Cet article est un développement du texte que nous avions publié sur l’ouvrage de Kevin Anderson, Marx aux antipodes, et dont nous recommandons la lecture pour plus d’éclaircissements.
La « conception matérialiste de l’histoire » a longtemps été au centre de la doctrine révolutionnaire soviétique. Son caractère prétendument scientifique présentait comme inexorable l’avènement de la révolution communiste et justifiait les étapes transitoires de développement économique d’une URSS qui mit en place la NEP (Nouvelle Politique Économique) afin d’industrialiser le pays en suivant le modèle occidental. La réalisation du communisme présupposait le développement capitaliste des forces productives, et c’est pour cette raison que la Russie devait adopter une industrialisation à marche forcée, telle une nouvelle accumulation primitive, comme Lénine le reconnut lui-même six mois après la révolution d’octobre :
« [D]onnons avant tout un exemple très concret de capitalisme d’État. Tout le monde sait quel est cet exemple : l’Allemagne. Nous trouvons dans ce pays le « dernier mot » de la technique moderne du grand capitalisme et de l’organisation méthodique au service de l’impérialisme des bourgeois et des junkers. Supprimez les mots soulignés, remplacez l’État militaire, l’État des junkers, l’État bourgeois et impérialiste, par un autre État, mais un État de type social différent, ayant un autre contenu de classe, par l’État soviétique, c’est-à-dire prolétarien, et vous obtiendrez tout l’ensemble de conditions qui donne le socialisme. Le socialisme est impossible sans la technique du grand capitalisme, conçue d’après le dernier mot de la science la plus moderne, sans une organisation d’État méthodique qui ordonne des dizaines de millions d’hommes à l’observation la plus rigoureuse d’une norme unique dans la production et la répartition des produits ».

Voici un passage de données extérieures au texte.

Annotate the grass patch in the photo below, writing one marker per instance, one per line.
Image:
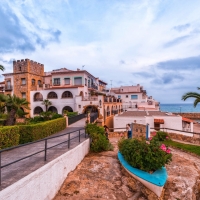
(186, 147)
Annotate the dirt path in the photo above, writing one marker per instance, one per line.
(100, 176)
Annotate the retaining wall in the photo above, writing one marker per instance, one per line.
(44, 183)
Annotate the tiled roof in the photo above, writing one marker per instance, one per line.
(159, 121)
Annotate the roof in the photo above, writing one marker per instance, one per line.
(186, 120)
(144, 113)
(159, 121)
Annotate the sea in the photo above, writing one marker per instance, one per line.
(180, 108)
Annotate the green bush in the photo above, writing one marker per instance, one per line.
(33, 132)
(99, 142)
(9, 136)
(56, 116)
(72, 114)
(145, 156)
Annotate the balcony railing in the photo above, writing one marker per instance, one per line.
(38, 99)
(89, 98)
(56, 84)
(8, 87)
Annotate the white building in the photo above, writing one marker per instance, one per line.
(135, 98)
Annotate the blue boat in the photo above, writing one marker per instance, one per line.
(155, 181)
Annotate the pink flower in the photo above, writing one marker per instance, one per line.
(168, 151)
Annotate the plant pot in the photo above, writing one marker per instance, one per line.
(155, 181)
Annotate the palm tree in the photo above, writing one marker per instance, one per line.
(15, 104)
(2, 68)
(192, 95)
(47, 103)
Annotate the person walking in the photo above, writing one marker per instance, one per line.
(106, 131)
(128, 128)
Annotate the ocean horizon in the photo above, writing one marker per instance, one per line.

Selon cette perspective évolutionniste des modes de production, le capitalisme, au cours de sa croissance, a fourni à l’humanité les structures politiques et économiques les plus développées, puis sa dynamique contradictoire est devenue une entrave au développement des forces productives. Il suffirait alors au prolétariat, une fois les conditions objectives réunies grâce à la maturation historique des modes de production, de s’emparer des moyens de production existants pour accéder au socialisme.
Ce cheminement logique du communisme comme l’aboutissement d’une lente succession de modes de production déterminés fut une question centrale lors des débats qui secouèrent alors les cercles marxistes, puisqu’il s’agissait pratiquement d’évaluer le potentiel révolutionnaire de chaque pays, et, ainsi, de savoir vers lesquels devaient se concentrer les forces communistes pour précipiter la révolution mondiale. Ce débat fut à l’origine d’une polémique entre les stratégies révolutionnaires de Lénine et Trotsky à propos de la « révolution permanente ». Le socialisme pouvait-il naître dans un pays « arriéré », qui n’avait pas encore connu le capitalisme ? Cette question était cruciale à une époque où la révolution mondiale semblait à portée de main, et Staline y répondit dans son ouvrage Matérialisme dialectique et matérialisme historique en énumérant doctement les différents modes de production que Marx avait énoncés dans le Manifeste : le communisme primitif, le mode de production antique basé sur l’esclavage, le féodalisme, le capitalisme et, enfin, le communisme 1. Le prolétariat devait accomplir toutes ces étapes pour parvenir au socialisme – fusse-t-il dans un seul pays.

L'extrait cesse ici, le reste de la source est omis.